Chillicothe Public Library strives to be a point of clarity and a provider of accurate information. Science has shown that COVID-19 vaccines are safe and effective and everyone over the age of 12 is able to receive one of the three approved vaccine options.
If you still need to be vaccinated, we will be hosting a clinic here at the library with Moderna, Pfizer, and Johnson & Johnson vaccines available. No appointment necessary; just show up on August 9 between 9 am and 3 pm to receive your vaccine. A follow up clinic will be in September for those needing a second dose (Moderna and Pfizer).
If August 9 doesn’t work for you, you can visit vaccines.gov, the Peoria County Health Department, text your ZIP code to 438829, or call 1-800-232-0233 to find vaccination providers and locations near you. Pharmacy websites are another good place to look for information on vaccination locations in the area.
The more individuals who receive a vaccine, the more protected the entire community will be. By becoming vaccinated, you are protecting those who are unable to (in this case, children under the age of 12). Herd immunity occurs when a large portion of a community (the herd) becomes immune to a disease, making the spread of disease from person to person unlikely. As a result, the whole community becomes protected—not just those who are immune. The sooner we reach herd immunity; the sooner we can get back to normal.
Information about variants is rapidly emerging, and scientists are working hard to learn about how they spread, how contagious they are, and whether authorized vaccines will protect people against them.

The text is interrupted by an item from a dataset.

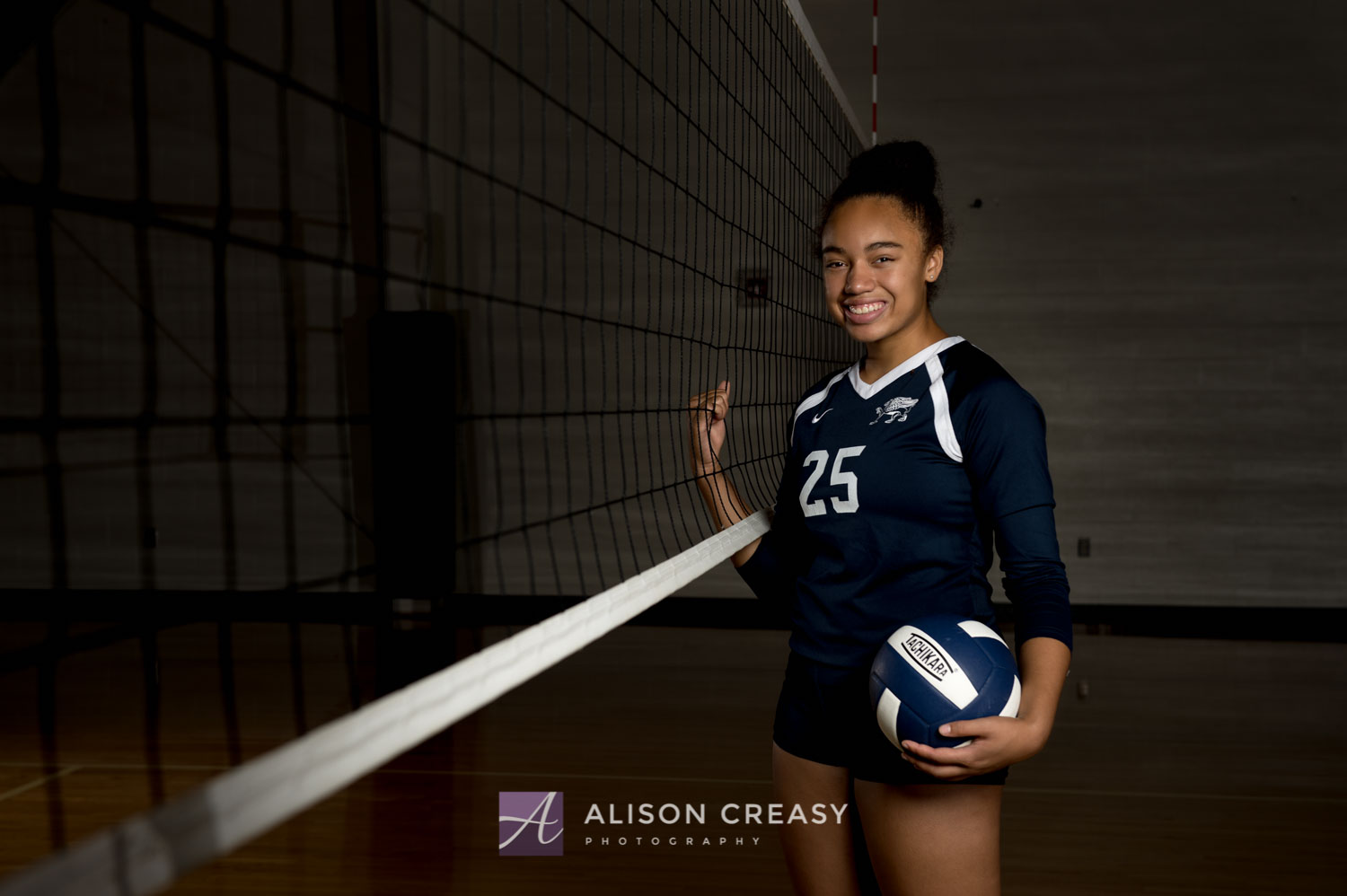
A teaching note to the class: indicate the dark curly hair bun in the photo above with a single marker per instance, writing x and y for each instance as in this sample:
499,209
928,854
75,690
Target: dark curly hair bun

The United States is currently monitoring four notable variants. They each seem to be spreading quickly and easily which could lead to more cases of COVID-19. What we know so far suggests that current authorized vaccines work to protect against these variants.
The bottom line is that we all need to work together to ensure that we are keeping ourselves and each other safe. This means continuing to take safety precautions like social distancing and wearing a mask, especially when in indoor, crowded environments.

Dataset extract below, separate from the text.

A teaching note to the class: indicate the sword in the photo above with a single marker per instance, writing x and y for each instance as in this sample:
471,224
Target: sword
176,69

Because a virus has to be transmitted in order to replicate and produce the mutations that lead to these variants, widespread vaccination is an effective way to slow the emergence of even more problematic variants.
Resources for more info:
- State of Illinois COVID-19 Website – The portal lists vaccination locations, vaccination appointment information, FAQs, and updates on the Illinois Vaccination Plan.
- Illinois Department of Public Health (IDPH) COVID-19 Vaccine Information – IDPH has the State of Illinois vaccination plan on this page, as well as an extensive Q&A section.
- Centers for Disease Control and Prevention (CDC) COVID-19 Vaccine Information – The CDC provides country wide vaccine updates.
- US Food & Drug Administration (FDA) COVID-19 Vaccine Information – Information and updates on vaccine developments and vaccines that are currently approved.
- The Conversation Between Us, About US – A campaign from Greater Than COVID and the Black Coalition Against COVID where black doctors, nurses, and researchers dispel misinformation and provide facts about COVID-19 vaccines.
- COVID Data Tracker – To keep track of the level of community transmission in your specific county.